William Shakespeare, o "Cisne de Avon", transcende sua identidade como poeta e dramaturgo para se tornar um prisma pelo qual examinamos a alma humana. Ele não é apenas um autor; é um filósofo da vida disfarçado de contador de histórias. A metáfora do cisne, símbolo de beleza e serenidade, contrasta ironicamente com os temas profundos e muitas vezes sombrios que atravessam suas obras, nos convidando a mergulhar em questões filosóficas essenciais: o ser, o tempo, o destino e a moralidade.

A Dualidade do Cisne e da Obra

O cisne é tradicionalmente associado à graça, mas também carrega conotações de silêncio e mistério, como na lenda de que ele canta apenas antes da morte. Shakespeare reflete essa dualidade em sua obra: sua poesia é sublime e harmoniosa, mas é na tragédia que ele encontra sua mais alta expressão. "Hamlet", por exemplo, explora a tensão entre ação e inação, mostrando que o "cisne" não é apenas um símbolo de beleza, mas de introspecção e tormento interno.

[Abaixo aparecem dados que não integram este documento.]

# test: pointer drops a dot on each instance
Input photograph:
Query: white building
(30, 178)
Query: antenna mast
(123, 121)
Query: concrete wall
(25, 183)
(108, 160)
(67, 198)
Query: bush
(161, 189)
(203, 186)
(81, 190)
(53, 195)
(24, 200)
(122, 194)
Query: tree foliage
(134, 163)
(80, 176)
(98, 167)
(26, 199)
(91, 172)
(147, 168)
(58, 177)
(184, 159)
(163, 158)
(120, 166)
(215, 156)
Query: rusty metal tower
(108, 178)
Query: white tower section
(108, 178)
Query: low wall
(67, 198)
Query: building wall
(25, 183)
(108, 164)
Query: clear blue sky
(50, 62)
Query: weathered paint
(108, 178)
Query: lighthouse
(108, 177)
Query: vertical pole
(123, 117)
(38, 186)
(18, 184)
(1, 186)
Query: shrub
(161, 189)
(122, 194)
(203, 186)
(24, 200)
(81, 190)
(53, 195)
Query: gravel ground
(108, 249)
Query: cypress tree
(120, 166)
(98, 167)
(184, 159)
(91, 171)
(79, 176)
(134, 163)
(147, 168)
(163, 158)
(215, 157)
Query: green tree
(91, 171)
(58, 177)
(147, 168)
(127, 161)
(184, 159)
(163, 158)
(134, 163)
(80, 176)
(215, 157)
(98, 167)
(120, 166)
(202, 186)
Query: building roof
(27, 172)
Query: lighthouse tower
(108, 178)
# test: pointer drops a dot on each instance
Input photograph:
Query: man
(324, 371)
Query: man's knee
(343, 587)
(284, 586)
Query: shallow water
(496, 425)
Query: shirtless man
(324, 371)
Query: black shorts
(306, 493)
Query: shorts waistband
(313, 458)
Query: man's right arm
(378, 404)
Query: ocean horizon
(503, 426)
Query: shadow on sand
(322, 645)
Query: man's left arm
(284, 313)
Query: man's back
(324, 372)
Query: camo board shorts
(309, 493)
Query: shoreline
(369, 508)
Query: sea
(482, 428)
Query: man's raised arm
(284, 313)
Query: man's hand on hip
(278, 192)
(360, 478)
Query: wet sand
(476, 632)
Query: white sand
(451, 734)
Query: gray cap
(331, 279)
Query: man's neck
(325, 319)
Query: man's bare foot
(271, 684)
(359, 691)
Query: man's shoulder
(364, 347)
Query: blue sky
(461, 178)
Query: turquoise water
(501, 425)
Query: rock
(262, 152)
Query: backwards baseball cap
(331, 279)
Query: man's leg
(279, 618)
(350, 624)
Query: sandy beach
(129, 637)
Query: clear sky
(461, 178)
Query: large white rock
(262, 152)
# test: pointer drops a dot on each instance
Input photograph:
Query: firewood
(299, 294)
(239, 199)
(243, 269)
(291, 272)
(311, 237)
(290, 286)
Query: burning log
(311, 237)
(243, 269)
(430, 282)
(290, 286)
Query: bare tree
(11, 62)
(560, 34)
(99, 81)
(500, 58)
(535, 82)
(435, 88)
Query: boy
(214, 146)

Na filosofia, essa dualidade ressoa com as ideias de Søren Kierkegaard sobre a existência. Kierkegaard argumenta que o homem vive entre os estágios estético, ético e religioso, muitas vezes em conflito. Shakespeare, como o cisne, oferece um espelho onde essas camadas se sobrepõem. Hamlet, ao hesitar diante de sua vingança, representa a luta existencial de um homem dividido entre o dever moral e a contemplação filosófica.

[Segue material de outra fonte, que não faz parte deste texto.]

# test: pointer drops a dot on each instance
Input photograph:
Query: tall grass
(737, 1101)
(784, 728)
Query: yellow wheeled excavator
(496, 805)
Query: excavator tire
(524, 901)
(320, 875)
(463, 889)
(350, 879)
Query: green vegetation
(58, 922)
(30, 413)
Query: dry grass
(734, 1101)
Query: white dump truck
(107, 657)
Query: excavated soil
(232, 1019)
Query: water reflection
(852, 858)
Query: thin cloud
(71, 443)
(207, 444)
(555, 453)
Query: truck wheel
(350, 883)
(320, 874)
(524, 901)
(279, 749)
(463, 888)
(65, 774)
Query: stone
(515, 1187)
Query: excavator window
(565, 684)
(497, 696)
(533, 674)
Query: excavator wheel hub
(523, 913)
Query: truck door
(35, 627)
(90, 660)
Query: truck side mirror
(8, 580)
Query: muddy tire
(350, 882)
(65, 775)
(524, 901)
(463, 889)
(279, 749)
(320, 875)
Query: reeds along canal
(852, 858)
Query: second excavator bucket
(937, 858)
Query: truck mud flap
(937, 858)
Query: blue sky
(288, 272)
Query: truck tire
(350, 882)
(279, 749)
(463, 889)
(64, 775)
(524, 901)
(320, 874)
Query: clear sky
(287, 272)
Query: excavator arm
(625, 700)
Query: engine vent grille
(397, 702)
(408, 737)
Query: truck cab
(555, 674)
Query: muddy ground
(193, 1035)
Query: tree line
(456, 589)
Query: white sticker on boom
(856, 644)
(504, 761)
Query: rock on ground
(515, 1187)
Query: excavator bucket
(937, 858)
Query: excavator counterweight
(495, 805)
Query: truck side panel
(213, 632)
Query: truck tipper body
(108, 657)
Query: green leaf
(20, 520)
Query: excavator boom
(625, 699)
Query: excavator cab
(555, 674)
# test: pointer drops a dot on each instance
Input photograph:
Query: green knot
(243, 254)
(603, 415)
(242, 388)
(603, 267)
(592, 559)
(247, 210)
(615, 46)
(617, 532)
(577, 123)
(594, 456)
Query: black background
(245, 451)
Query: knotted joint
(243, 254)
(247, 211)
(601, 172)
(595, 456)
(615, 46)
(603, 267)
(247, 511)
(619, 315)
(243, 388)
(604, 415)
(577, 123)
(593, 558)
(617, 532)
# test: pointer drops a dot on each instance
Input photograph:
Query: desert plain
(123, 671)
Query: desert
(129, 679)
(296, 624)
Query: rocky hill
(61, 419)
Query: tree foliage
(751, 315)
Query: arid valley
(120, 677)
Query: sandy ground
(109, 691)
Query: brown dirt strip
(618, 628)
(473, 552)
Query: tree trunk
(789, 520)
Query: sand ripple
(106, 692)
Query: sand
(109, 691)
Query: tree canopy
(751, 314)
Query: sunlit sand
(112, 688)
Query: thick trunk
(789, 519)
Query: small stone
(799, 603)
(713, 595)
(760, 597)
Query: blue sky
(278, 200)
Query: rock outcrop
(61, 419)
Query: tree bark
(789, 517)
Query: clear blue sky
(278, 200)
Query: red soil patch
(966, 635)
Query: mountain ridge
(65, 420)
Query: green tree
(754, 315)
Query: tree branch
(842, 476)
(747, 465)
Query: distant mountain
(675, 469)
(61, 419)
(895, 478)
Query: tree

Shakespeare e a Tragicidade da Vida

Shakespeare é um mestre em capturar a fragilidade e a efemeridade da condição humana. Em "Macbeth", ele questiona a natureza do destino, do poder e da ambição: "A vida é apenas uma sombra ambulante, um pobre ator que se pavoneia e se agita por uma hora no palco e depois não é mais ouvido". Aqui, encontramos ecos da visão de Martin Heidegger, para quem o ser humano é um "ser-para-a-morte". A metáfora do cisne cantando antes de morrer encapsula essa ideia: a consciência da finitude dá profundidade à experiência humana.

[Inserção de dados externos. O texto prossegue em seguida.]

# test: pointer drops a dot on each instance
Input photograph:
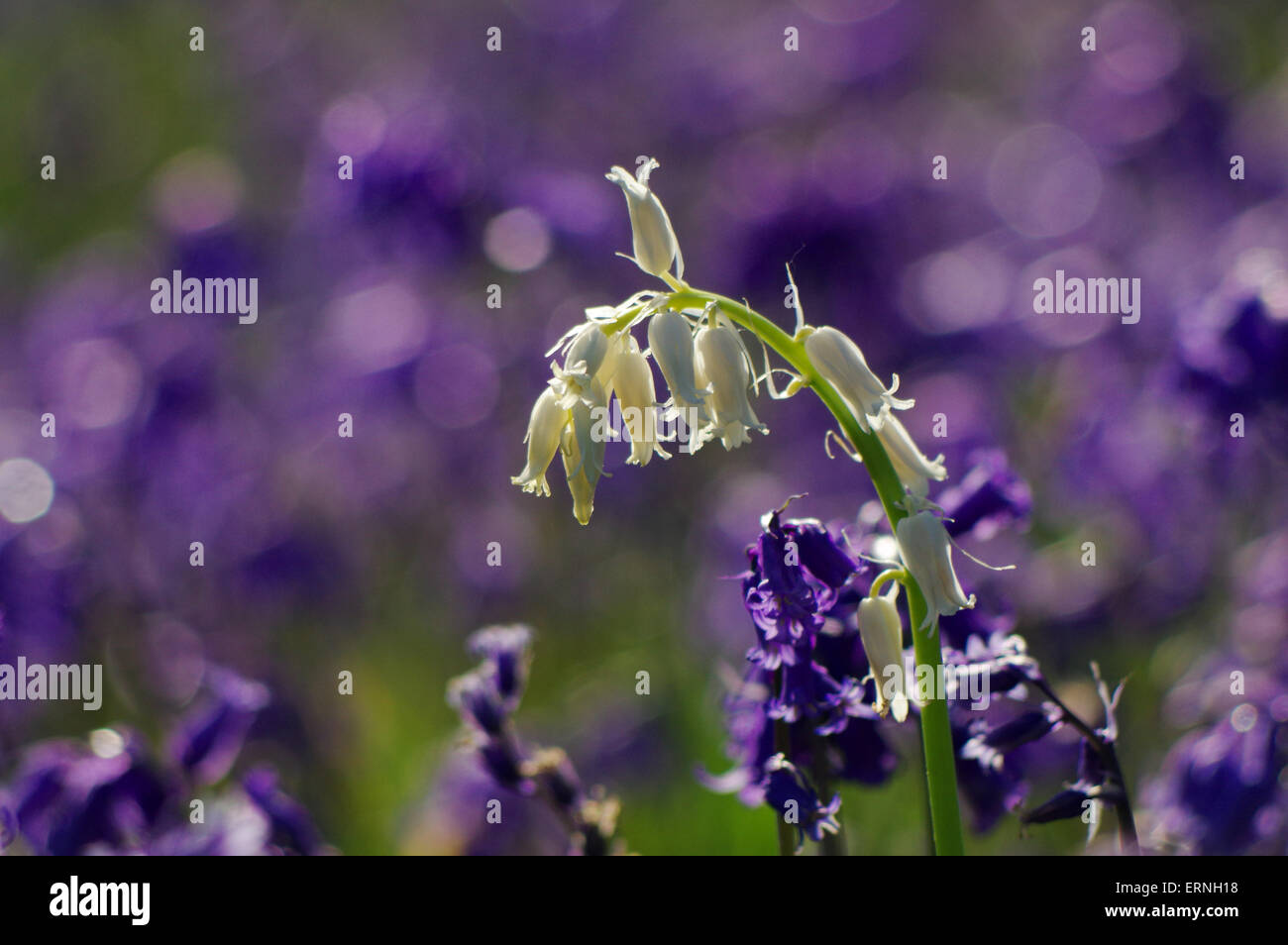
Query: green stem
(782, 746)
(935, 731)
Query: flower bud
(721, 365)
(653, 239)
(634, 382)
(912, 467)
(584, 362)
(927, 554)
(881, 632)
(545, 425)
(841, 364)
(670, 340)
(584, 454)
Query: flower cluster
(487, 698)
(829, 671)
(704, 364)
(1223, 788)
(108, 794)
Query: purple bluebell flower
(210, 738)
(806, 673)
(991, 496)
(291, 827)
(108, 793)
(485, 698)
(790, 795)
(506, 653)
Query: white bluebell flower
(652, 235)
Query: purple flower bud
(207, 742)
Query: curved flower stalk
(695, 338)
(487, 698)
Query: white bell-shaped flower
(583, 448)
(653, 239)
(912, 467)
(545, 428)
(670, 340)
(881, 632)
(632, 380)
(584, 361)
(721, 366)
(841, 364)
(926, 551)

Ao mesmo tempo, Shakespeare não é um niilista. Ele reconhece o absurdo da existência, mas, como Albert Camus sugere em "O Mito de Sísifo", parece encorajar-nos a abraçá-lo. Em peças como "A Tempestade", ele propõe uma visão mais conciliadora, em que a aceitação da transitoriedade da vida pode levar à paz: "Somos feitos da matéria de que são feitos os sonhos, e nossa breve vida é cercada por um sono".

O Cisne e a Moralidade

Outra dimensão filosófica das obras de Shakespeare é sua abordagem da moralidade. Diferentemente de pensadores como Platão, que buscavam absolutos, Shakespeare é um explorador da ambiguidade. Em "Otelo", a linha entre o bem e o mal é borrada por Iago, um vilão cuja complexidade moral desafia nossa necessidade de categorias fixas. Essa fluidez ética reflete o pensamento de Friedrich Nietzsche, que via na moralidade tradicional uma construção humana, muitas vezes arbitrária e contraditória.

Shakespeare, no entanto, não oferece respostas fáceis. Ele nos convida a sermos cúmplices em seu questionamento. Assim como o cisne desliza pela água sem revelar o esforço de suas patas abaixo da superfície, suas histórias nos levam a refletir sobre a tensão entre o que aparece e o que realmente é.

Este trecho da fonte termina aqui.